Were I to list my favorite bands, nearly all of them would be bands that no longer exist, or if they do, have stopped releasing albums. Joy Division, The Smiths, Pulp, Suede– all no more. Even my favorite local band, The Aislers Set, seems to have stopped recording and touring. Were I pressed to list favorite bands still in existence I’d say Radiohead, Arcade Fire, Franz Ferdinand, and Bright Eyes but none of those bands hold sway over me quite like those in the first list. While I cannot necessarily say they are hands down my favorite band of all time, no band better represents my coming-of-age years than Suede.
Suede really did usher in a new generation of music, and were arguably the original Brit Pop band. Their success heralded a radical stylistic shift in the sound of British rock, one that had last shifted with the advent of The Stone Roses, and paved the way for bands such as Blur, Oasis, Pulp, and Elastica. Suede was Britain’s answer to American grunge rock– a throwback to the glam days of David Bowie and Roxy Music tempered by the ‘it’s okay to be an outsider’ mentality of The Smiths– and made an ideal rallying point for misfits and dreamers the world over.
Suede’s best songs, taken together, form an unending narrative of of detached lovers, sexual experimentation, drug use, and life outside the lines of traditional British society, and “New Generation” is no exception.
“New Generation” is from the Dog Man Star album, a massive, larger-than-life masterpiece of epic rock and roll, and quite possibly the single greatest rock album ever recorded, at least by my reckoning.

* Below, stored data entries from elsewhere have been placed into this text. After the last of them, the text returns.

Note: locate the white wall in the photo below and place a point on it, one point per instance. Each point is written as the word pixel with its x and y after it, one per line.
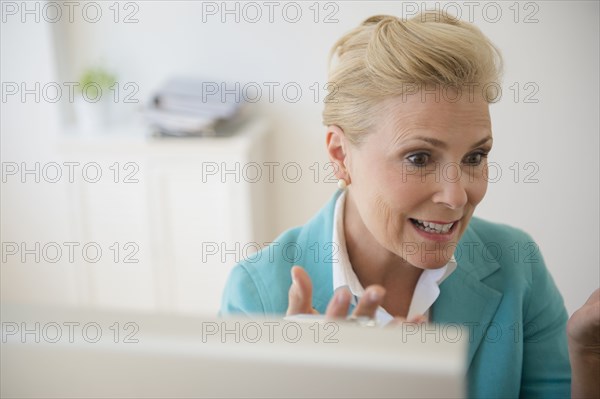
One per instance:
pixel 558 55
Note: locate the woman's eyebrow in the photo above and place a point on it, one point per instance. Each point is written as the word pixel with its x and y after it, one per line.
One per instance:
pixel 439 143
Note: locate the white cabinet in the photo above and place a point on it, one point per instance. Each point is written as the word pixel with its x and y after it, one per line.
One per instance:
pixel 171 216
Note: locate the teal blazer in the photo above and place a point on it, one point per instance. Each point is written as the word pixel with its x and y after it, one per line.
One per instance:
pixel 501 293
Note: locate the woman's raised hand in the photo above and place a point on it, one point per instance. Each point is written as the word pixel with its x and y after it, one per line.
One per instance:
pixel 300 299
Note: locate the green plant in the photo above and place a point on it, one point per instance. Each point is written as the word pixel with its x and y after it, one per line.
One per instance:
pixel 94 82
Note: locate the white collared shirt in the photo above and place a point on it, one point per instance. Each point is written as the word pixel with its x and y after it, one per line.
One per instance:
pixel 427 288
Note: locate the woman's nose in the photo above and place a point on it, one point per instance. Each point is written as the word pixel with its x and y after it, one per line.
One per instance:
pixel 451 191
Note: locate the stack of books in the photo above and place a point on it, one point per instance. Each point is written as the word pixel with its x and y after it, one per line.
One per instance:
pixel 193 107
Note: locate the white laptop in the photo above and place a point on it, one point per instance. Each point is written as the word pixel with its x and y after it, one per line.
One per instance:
pixel 52 353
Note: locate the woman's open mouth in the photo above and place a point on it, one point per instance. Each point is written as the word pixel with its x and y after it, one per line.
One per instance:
pixel 434 227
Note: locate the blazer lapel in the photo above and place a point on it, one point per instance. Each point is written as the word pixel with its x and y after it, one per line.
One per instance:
pixel 465 299
pixel 316 240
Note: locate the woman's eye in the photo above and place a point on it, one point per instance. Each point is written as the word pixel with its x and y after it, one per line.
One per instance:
pixel 419 159
pixel 475 159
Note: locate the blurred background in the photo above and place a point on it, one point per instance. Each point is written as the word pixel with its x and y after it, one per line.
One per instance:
pixel 98 210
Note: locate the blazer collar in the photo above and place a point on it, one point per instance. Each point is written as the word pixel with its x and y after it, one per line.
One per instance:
pixel 464 299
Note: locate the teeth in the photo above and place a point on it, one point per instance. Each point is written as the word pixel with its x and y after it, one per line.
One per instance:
pixel 434 227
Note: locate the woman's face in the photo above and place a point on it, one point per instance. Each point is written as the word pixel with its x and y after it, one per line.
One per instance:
pixel 417 178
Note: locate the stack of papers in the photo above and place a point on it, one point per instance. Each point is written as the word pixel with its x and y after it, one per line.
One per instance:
pixel 193 107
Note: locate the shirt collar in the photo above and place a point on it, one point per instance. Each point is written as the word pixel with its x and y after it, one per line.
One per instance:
pixel 427 288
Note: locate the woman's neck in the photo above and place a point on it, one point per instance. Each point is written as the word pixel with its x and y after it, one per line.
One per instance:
pixel 374 264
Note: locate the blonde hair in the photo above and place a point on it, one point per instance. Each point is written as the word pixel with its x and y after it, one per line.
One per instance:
pixel 385 56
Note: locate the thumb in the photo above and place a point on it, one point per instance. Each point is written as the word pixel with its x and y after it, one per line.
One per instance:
pixel 300 293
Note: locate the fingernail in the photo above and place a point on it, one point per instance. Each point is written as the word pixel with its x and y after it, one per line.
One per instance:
pixel 374 296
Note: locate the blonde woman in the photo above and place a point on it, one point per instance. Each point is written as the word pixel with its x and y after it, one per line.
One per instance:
pixel 409 130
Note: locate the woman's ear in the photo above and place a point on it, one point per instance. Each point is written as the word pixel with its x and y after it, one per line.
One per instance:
pixel 337 148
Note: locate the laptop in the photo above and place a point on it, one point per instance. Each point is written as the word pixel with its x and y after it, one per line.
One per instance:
pixel 78 353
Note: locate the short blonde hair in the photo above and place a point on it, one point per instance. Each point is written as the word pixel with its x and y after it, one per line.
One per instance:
pixel 385 56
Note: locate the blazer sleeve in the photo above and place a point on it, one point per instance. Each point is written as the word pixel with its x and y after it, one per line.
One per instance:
pixel 241 294
pixel 546 366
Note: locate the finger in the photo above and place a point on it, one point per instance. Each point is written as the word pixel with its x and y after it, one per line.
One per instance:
pixel 370 301
pixel 595 297
pixel 339 304
pixel 418 319
pixel 300 293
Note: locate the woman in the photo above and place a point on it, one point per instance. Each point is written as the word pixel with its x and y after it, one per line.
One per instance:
pixel 409 130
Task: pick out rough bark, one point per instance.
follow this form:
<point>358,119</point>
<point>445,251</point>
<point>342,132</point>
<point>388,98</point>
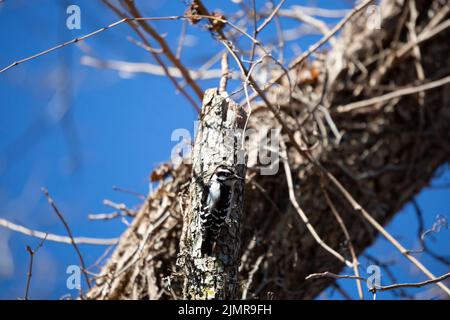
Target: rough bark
<point>388,152</point>
<point>218,142</point>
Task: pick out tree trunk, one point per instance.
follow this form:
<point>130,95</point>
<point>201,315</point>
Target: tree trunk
<point>213,275</point>
<point>384,152</point>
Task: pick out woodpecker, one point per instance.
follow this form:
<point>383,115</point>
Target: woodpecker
<point>218,195</point>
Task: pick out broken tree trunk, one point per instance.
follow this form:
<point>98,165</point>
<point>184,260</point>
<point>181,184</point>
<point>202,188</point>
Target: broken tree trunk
<point>218,142</point>
<point>388,151</point>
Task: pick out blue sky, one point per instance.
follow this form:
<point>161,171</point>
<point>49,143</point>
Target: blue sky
<point>78,131</point>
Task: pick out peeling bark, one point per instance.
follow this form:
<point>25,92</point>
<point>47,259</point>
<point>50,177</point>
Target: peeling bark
<point>388,152</point>
<point>218,142</point>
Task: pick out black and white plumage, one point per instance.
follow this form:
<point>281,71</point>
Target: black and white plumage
<point>218,195</point>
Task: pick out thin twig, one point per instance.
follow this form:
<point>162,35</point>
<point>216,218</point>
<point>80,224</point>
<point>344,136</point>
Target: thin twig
<point>374,289</point>
<point>165,47</point>
<point>56,238</point>
<point>347,238</point>
<point>392,95</point>
<point>30,266</point>
<point>301,213</point>
<point>69,232</point>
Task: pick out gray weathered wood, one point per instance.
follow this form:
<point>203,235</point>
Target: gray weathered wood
<point>218,141</point>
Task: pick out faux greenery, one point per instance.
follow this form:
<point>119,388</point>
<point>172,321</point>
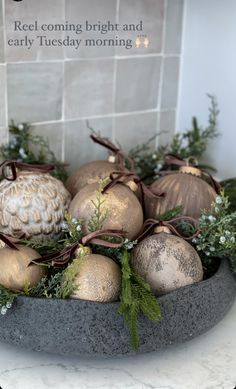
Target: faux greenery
<point>217,237</point>
<point>26,147</point>
<point>100,213</point>
<point>229,187</point>
<point>7,298</point>
<point>135,298</point>
<point>190,143</point>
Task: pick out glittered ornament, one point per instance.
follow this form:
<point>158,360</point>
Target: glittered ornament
<point>15,272</point>
<point>98,279</point>
<point>184,188</point>
<point>119,206</point>
<point>167,262</point>
<point>92,172</point>
<point>32,202</point>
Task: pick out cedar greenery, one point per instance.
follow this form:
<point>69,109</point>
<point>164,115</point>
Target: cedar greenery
<point>190,143</point>
<point>217,237</point>
<point>29,148</point>
<point>100,213</point>
<point>7,298</point>
<point>135,298</point>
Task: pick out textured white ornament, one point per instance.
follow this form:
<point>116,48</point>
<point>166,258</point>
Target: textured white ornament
<point>34,204</point>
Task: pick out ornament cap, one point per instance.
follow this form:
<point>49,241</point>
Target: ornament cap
<point>132,185</point>
<point>159,229</point>
<point>111,159</point>
<point>190,170</point>
<point>81,251</point>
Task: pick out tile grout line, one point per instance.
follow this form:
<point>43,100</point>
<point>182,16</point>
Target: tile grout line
<point>121,114</point>
<point>63,98</point>
<point>5,66</point>
<point>157,55</point>
<point>184,18</point>
<point>159,95</point>
<point>115,80</point>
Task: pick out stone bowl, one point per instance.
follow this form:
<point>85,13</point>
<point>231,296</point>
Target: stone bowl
<point>82,328</point>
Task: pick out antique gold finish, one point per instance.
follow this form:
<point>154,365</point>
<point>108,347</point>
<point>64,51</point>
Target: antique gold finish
<point>132,185</point>
<point>167,262</point>
<point>188,191</point>
<point>190,170</point>
<point>111,159</point>
<point>90,173</point>
<point>122,209</point>
<point>99,279</point>
<point>159,229</point>
<point>15,273</point>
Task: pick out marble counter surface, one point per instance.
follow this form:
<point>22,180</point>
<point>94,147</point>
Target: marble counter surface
<point>207,362</point>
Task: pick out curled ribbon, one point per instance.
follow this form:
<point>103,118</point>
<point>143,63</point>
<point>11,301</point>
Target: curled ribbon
<point>66,255</point>
<point>150,224</point>
<point>13,165</point>
<point>121,157</point>
<point>124,177</point>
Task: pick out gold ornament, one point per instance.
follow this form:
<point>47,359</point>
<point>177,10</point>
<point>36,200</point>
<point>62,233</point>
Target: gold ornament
<point>90,173</point>
<point>99,279</point>
<point>15,273</point>
<point>184,188</point>
<point>120,205</point>
<point>167,262</point>
<point>34,204</point>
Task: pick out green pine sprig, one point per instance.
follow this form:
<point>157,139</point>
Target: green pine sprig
<point>26,147</point>
<point>135,298</point>
<point>100,212</point>
<point>7,298</point>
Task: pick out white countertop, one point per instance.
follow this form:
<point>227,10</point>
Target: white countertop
<point>207,362</point>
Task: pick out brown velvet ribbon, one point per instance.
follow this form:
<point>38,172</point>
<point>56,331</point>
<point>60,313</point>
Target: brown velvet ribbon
<point>9,241</point>
<point>13,165</point>
<point>66,255</point>
<point>121,157</point>
<point>124,177</point>
<point>150,224</point>
<point>172,159</point>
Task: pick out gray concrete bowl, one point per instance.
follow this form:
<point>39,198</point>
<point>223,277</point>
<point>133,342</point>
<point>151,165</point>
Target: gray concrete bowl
<point>81,328</point>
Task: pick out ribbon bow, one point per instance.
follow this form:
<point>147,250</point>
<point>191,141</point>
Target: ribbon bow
<point>172,159</point>
<point>66,255</point>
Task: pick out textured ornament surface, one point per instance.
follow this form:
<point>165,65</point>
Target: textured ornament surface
<point>124,211</point>
<point>192,193</point>
<point>167,262</point>
<point>34,204</point>
<point>89,173</point>
<point>99,279</point>
<point>15,273</point>
<point>85,328</point>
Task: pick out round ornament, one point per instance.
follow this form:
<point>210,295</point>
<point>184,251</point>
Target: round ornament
<point>184,188</point>
<point>90,173</point>
<point>15,272</point>
<point>33,204</point>
<point>98,279</point>
<point>119,207</point>
<point>167,262</point>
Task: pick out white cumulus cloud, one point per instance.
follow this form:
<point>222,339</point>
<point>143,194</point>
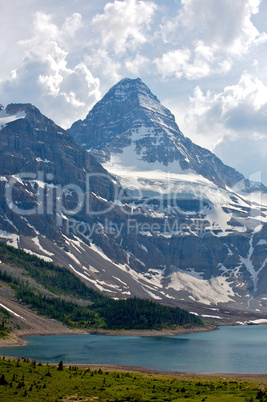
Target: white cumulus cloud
<point>124,24</point>
<point>233,123</point>
<point>44,78</point>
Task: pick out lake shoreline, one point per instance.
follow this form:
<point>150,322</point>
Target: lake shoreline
<point>15,339</point>
<point>182,375</point>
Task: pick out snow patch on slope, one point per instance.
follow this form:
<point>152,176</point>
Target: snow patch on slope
<point>206,291</point>
<point>7,118</point>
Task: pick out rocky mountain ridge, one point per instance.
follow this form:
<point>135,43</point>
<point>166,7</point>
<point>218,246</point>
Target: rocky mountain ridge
<point>177,236</point>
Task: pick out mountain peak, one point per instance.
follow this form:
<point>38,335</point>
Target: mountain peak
<point>129,127</point>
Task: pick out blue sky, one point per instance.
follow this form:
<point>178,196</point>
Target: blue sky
<point>205,60</point>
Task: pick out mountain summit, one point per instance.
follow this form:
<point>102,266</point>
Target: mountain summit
<point>130,128</point>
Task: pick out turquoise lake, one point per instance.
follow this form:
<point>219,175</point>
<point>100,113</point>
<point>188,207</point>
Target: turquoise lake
<point>234,349</point>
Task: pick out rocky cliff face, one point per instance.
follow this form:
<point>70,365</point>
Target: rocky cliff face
<point>130,126</point>
<point>160,228</point>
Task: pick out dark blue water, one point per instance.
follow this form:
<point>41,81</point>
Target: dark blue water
<point>236,349</point>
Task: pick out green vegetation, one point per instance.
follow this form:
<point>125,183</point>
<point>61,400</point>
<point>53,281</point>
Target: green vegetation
<point>24,380</point>
<point>4,327</point>
<point>96,310</point>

It is definitely in my top five all time, and is probably my favorite of all. It soars to heights I’ve never heard another album attain.
Though this entry is really about one song, I would be remiss if I did not say a bit about the significance of the album. Dog Man Star is a record already heavily laced with melancholy themes and sounds, and the story surrounding its release only serves to amplify that despair. After a Mercury Prize winning debut album, and a brilliant EP, Suede had fans and critics alike eager for their second full-length album. Almost at the same time as the record was reported to have been completed, Bernard Butler, the guitarist and half of the song-writing team, left the band. Dog Man Star would seemingly be the last we would ever hear from Suede.
Things grew worse– it became unclear if the album would even be released– legal matters were likely to keep it shelved indefinitely. There was never a lower point in the life of a Suede fan. (Meanwhile, bands like Blur and Oasis, formally relegated to the back burner, took the implosion of Suede as an opportunity to rise to the forefront of the Brit Pop movement, and cash in on the next wave of British musical invaders to conquer the American airwaves.) Eventually, the album was released, and it was a huge success, albeit possibly the last effort by so promising a band.
I wake up every day, to find her back again
Breeding disease on her hands and knees
While the styles turn and the books still burn
It’s there in the platinum spires
It’s there in the telephone wires
And we spread it around to the techno sound
And like a new generation rise
To complete the story of Suede, much like in the song, we fans woke up one morning to find them back again. They didn’t break up. Instead they launched a crazy guitarist search and wound up with some teenaged Bernard Butler look-alike. I will not lie– skepticism ran rampant in the circles of Suede fandom, and when it was announced that Suede was to have a new single in stores, it was big news. The song was to be called “Trash.” Would it be just that? I remember standing at the cash register of the local record shop with the single in my hand, and my heart full of anticipation. I came home and fearfully popped “Trash” into my CD player. While totally different than Butler-era Suede, it was utterly fantastic in its own right, and it instantly became my anthem for that summer.
Sadly, post-Butler Suede is remembered best today not for their brief resurgence but for their subsequent failure, and even though I know in hindsight how it’s going to end (watch out for that iceberg, Suede!), it’s still nice to reminisce about the moment in time when, to a new generation of youth, Suede had in seemingly miraculous fashion survived what seemed at the time to have been a cataclysmic loss. Perhaps there really was hope for the rest of us.